O projeto mostrou-se inicialmente bastante eficaz, sendo apoiado por inúmeros especialistas da área de segurança, que identificaram uma diminuição expressiva de diferentes crimes, como roubos, assaltos, assassinatos. Além disso, os efeitos pretendidos pelas UPP‟s ultrapassam os limites das comunidades pacificadas, sendo extensivos às comunidades do entorno, adjacentes àquelas, objetivando benefícios diretos e indiretos a uma população bem mais numerosa.

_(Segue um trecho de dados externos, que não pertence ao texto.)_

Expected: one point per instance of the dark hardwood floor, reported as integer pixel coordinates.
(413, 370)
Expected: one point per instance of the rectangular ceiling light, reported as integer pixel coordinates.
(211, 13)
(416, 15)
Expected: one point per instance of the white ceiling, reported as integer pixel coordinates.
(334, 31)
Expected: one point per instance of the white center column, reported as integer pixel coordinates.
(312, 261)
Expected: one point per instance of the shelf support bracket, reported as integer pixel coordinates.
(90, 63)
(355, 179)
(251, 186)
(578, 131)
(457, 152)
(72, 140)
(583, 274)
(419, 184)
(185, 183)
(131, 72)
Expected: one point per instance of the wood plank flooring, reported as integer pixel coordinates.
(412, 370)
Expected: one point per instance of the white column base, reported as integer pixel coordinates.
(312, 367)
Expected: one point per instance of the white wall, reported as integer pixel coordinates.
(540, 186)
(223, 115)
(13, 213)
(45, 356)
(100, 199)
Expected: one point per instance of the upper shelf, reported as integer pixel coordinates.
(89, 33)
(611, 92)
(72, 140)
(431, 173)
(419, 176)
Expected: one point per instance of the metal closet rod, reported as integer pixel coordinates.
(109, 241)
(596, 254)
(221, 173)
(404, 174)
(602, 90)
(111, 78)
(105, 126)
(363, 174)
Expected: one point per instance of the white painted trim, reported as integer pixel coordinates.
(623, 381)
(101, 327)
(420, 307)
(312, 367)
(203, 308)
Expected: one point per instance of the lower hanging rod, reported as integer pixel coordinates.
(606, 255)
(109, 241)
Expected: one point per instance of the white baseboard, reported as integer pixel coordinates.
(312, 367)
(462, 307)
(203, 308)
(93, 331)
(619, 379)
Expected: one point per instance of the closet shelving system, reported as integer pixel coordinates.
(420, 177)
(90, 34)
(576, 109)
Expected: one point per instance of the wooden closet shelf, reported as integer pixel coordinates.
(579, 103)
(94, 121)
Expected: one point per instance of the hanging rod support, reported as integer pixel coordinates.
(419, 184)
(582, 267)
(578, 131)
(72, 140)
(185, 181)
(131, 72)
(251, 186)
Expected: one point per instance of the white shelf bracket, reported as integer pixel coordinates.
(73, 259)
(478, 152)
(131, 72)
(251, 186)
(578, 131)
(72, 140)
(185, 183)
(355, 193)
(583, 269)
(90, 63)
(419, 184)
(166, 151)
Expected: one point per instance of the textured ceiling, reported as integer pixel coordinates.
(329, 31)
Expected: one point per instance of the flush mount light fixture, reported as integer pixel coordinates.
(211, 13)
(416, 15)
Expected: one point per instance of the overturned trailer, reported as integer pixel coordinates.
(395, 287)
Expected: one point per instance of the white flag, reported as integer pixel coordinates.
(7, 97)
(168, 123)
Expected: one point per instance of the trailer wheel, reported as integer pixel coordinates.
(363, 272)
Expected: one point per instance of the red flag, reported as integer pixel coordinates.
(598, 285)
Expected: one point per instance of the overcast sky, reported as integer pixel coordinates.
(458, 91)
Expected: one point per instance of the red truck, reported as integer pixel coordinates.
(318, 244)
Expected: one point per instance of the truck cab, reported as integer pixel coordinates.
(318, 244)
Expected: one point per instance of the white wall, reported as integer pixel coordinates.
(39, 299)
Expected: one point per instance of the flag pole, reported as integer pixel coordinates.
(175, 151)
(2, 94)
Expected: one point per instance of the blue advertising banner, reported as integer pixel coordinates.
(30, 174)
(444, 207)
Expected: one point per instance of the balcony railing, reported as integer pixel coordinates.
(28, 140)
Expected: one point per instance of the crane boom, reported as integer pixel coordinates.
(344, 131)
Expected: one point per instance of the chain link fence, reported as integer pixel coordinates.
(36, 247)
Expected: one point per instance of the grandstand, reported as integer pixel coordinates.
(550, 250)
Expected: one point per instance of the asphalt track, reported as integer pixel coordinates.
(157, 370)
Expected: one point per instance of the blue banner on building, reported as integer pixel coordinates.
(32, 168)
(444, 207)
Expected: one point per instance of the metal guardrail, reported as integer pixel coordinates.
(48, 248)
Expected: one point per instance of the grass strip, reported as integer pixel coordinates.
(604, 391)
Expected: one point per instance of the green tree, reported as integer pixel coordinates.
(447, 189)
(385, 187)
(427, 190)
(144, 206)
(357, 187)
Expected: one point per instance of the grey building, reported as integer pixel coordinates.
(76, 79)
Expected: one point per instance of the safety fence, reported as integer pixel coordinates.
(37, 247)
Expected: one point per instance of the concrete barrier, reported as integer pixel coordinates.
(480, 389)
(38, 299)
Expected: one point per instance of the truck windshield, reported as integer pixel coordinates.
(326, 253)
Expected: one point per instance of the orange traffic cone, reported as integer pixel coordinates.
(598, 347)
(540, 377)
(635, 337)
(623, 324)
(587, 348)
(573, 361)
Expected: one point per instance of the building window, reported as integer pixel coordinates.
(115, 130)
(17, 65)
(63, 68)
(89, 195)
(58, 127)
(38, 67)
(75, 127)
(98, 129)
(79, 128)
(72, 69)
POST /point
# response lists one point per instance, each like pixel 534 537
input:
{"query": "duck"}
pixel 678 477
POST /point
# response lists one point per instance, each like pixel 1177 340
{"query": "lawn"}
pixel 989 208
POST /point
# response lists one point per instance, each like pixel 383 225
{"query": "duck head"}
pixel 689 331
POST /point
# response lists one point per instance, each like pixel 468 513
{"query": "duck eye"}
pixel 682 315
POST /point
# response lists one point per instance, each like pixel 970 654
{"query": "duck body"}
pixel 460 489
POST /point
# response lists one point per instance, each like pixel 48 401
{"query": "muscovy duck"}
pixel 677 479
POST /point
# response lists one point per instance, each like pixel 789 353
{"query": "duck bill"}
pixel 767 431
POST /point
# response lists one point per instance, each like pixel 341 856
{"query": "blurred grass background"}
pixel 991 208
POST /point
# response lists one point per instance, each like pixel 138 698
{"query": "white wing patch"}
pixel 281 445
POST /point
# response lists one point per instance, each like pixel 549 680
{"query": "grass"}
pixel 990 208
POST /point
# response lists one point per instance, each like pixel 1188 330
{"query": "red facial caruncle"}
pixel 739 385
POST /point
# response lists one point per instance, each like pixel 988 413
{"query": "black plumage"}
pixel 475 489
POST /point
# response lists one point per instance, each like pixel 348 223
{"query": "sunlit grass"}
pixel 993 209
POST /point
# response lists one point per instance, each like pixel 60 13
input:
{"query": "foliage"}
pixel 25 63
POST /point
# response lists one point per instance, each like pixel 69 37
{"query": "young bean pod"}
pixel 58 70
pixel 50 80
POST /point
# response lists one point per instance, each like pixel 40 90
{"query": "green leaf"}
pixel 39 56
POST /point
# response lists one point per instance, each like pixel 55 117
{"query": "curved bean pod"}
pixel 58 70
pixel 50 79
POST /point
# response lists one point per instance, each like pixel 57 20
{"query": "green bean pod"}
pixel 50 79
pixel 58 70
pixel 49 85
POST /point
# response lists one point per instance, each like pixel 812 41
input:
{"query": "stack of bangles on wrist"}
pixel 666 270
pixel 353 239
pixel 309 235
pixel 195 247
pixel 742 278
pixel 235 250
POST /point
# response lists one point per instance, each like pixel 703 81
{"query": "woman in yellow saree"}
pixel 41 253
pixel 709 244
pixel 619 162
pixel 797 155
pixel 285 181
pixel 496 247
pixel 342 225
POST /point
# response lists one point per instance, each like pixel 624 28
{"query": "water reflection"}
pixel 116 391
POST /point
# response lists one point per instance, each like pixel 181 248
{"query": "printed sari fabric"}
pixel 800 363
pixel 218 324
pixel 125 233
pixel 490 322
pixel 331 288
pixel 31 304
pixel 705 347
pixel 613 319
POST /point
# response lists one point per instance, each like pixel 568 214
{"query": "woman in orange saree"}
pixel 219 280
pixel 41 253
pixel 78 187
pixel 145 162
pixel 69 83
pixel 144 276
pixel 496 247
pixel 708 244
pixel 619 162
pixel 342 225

Salienta-se, contudo, que a implantação das UPP's não conseguiu acabar com a violência e o tráfico de drogas nessas regiões, embora tenha reduzido significativamente seu impacto no

cotidiano dos moradores. Na verdade, há a necessidade não só de ampliar e qualificar o efetivo da polícia nas ruas, mas também de desenvolver outras formas de contato com as comunidades por meio de políticas públicas e ações não governamentais. Deve-se ter claro que o projeto de implementação das UPP's é bastante recente, especialmente se comparado ao processo de desenvolvimento dessas comunidades periféricas, mas têm ocorrido situações de violência, com mortes de membros dessas comunidades por ações intempestivas da polícia, o que faz com que os investimentos no espetáculo midiático inicialmente mobilizado para sua implementação atualmente tenham perdido a força e o sentido.

Mas os resultados iniciais, bastante favoráveis, ganharam grande destaque merecendo ampla cobertura das mídias. Nesse sentido, a RGT dedicou, durante os anos iniciais de implementação das UPP's, grande espaço à cobertura detalhada das invasões feitas pela polícia e de sua fixação nesses territórios, como ocorreu, em meados de novembro de 2010, nos processos de invasão da Vila Cruzeiro e do Morro do Alemão.

No período de 22.10.2012 até 17.05.2013, a RGT exibiu a telenovela Salve Jorge, cuja trama central trazia como pano de fundo a implantação da UPP no Morro do Alemão: o primeiro capítulo apresentou o processo de ocupação/invasão da polícia, através de imagens ficcionais e não ficcionais (do período da implantação da UPP no Morro do Alemão, ocorrida em 30.05.2012). Toda a narrativa foi perpassada pela relação entre um policial e uma moça moradora da favela.

Ora, esse cenário, dada sua inicial relevância, parece ter servido de contexto mais amplo para o surgimento do programa Esquenta!, cujo lançamento configura uma ação de marketing social empreendida pela RGT, cujo caráter é também autopromocional da emissora.